• After Poland entered EU in 2004, waves of young people departed the country
  • By 2018, 2.5 million Poles lived abroad 
  • Poland now suffers from aging demographics and labor shortage

Polish immigrants in the United Kingdom are now considering moving back home to a country with a booming economy while Britain looks to quit the European Union.

After Poland joined the EU in 2004, waves of young people migrated to other countries, including the U.K. By 2018, some 2.5 million Poles were living and working abroad.

“I’ve spent many years in Britain, and I consider this my home.
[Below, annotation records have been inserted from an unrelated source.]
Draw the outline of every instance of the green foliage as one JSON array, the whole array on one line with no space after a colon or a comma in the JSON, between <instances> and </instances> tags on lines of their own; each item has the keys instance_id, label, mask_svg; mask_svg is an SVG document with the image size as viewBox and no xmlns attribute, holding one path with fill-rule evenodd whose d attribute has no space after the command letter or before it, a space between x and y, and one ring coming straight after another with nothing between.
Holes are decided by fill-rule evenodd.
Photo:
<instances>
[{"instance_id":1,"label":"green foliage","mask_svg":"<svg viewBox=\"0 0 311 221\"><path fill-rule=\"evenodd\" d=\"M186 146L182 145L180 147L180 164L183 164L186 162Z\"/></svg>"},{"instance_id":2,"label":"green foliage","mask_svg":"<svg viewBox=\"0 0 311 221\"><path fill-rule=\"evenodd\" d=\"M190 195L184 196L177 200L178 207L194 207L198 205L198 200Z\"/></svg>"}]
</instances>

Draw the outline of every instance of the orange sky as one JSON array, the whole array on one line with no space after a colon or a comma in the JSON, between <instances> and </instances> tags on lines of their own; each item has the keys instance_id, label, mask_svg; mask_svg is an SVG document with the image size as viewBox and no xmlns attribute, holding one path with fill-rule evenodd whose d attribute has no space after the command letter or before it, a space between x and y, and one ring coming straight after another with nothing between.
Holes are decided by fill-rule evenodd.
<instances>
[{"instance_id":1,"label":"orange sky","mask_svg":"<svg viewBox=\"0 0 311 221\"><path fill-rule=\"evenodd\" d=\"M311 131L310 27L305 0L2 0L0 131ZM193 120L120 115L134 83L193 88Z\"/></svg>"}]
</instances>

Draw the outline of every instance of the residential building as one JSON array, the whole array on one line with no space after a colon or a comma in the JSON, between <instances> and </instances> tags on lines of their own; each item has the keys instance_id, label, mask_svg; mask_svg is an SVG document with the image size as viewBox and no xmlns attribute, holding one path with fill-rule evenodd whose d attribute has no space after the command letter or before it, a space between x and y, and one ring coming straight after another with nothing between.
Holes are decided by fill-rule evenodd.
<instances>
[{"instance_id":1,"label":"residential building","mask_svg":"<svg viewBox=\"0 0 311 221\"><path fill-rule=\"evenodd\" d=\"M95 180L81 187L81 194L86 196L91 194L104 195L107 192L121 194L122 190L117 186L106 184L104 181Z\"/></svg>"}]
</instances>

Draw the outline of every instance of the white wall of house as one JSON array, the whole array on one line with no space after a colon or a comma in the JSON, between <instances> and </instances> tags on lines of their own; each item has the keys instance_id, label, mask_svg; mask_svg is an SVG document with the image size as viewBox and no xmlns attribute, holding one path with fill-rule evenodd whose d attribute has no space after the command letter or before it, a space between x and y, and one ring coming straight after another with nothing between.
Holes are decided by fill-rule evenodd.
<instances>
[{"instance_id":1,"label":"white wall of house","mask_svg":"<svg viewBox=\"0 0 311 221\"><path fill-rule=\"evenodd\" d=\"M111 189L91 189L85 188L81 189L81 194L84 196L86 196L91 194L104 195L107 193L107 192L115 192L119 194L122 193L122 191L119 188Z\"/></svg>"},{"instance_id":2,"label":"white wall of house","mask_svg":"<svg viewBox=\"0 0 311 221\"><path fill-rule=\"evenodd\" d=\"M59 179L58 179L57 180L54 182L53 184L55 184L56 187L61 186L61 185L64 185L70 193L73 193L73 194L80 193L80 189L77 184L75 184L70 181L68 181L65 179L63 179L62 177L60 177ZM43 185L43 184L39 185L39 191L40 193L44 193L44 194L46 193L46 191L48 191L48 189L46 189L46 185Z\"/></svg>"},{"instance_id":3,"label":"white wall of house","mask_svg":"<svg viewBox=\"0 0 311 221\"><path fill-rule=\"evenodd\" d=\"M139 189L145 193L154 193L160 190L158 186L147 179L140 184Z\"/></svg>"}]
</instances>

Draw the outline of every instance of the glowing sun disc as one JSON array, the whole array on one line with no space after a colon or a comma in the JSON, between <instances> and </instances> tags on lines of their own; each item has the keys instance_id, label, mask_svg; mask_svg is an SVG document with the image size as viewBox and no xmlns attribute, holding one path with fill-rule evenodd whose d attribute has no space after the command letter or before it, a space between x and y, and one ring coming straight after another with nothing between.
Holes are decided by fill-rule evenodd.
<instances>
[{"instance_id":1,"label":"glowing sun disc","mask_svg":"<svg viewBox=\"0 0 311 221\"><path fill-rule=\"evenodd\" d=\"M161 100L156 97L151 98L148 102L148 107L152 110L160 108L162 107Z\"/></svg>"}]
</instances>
It is heartbreaking for me, because my family has connections here -- we all have friends,” said Mateusz, who has lived in the U.K. for 15 years. “It’s very difficult, but you have to make a decision.”

Indeed, Statistics Poland said some 85,000 Poles returned home last year – reportedly the vast majority of these returnees left the U.K.

The Warsaw government is eager to lure more emigres back, particularly to alleviate a labor shortage. Poland’s population is projected to drop by 12% by 2050.

In fact, the labor shortage is so pronounced in Poland, some companies are actually using robots.

For example, the Amica washing machine warehouse near Wronki in western Poland uses only one person and several huge robots.

“The lack of workers is one of the main problems in Poland today,” said Marcin Bilik, Amica’s chief operating officer. “Nobody can find people to work and every year we lose about 100 [to retirement]. In [the] future, there will be fewer Poles in our production, not more. This is our future. So we have to think about new technologies, and how to change our factory to use fewer people.”

Bilik said his company will spend 250 million zlotys ($65 million) on automation in the next five years.

However, Jakub Krupa, a board member at the Polish Social and Cultural Association, the U.K.’s largest Polish community center, said although Brexit has prompted some Poles to leave Britain, he insisted personal factors are more determinant.

“[Polish] people realize that they’ve achieved what they wanted in the U.K., be it saved some money for buying or building a property in Poland, or developing their career a bit, or starting a family,” he said. “They’re saying, ‘I’ve reached the stage where I’ve been here for years now and maybe it's time to move back to Poland, closer to parents or other family members.’”

Karol Skrzyszowski left London in 2016 and now works at a bank in Krakow. He returned to Poland because of good jobs and the low cost of living.

“I was thinking about either settling down in London or moving back. And one of the main reasons was that when I saved up enough money for a flat in London, I realized that could easily buy me a nice flat in Krakow,” he said.

Some 900,000 Poles remain in the U.K. Assuming most of them stay there, the Polish government has encouraged other immigrants to fill its labor shortage. Last year, Poland issued 635,000 residence permits to foreign workers – mostly Ukrainians -- more than any other EU country.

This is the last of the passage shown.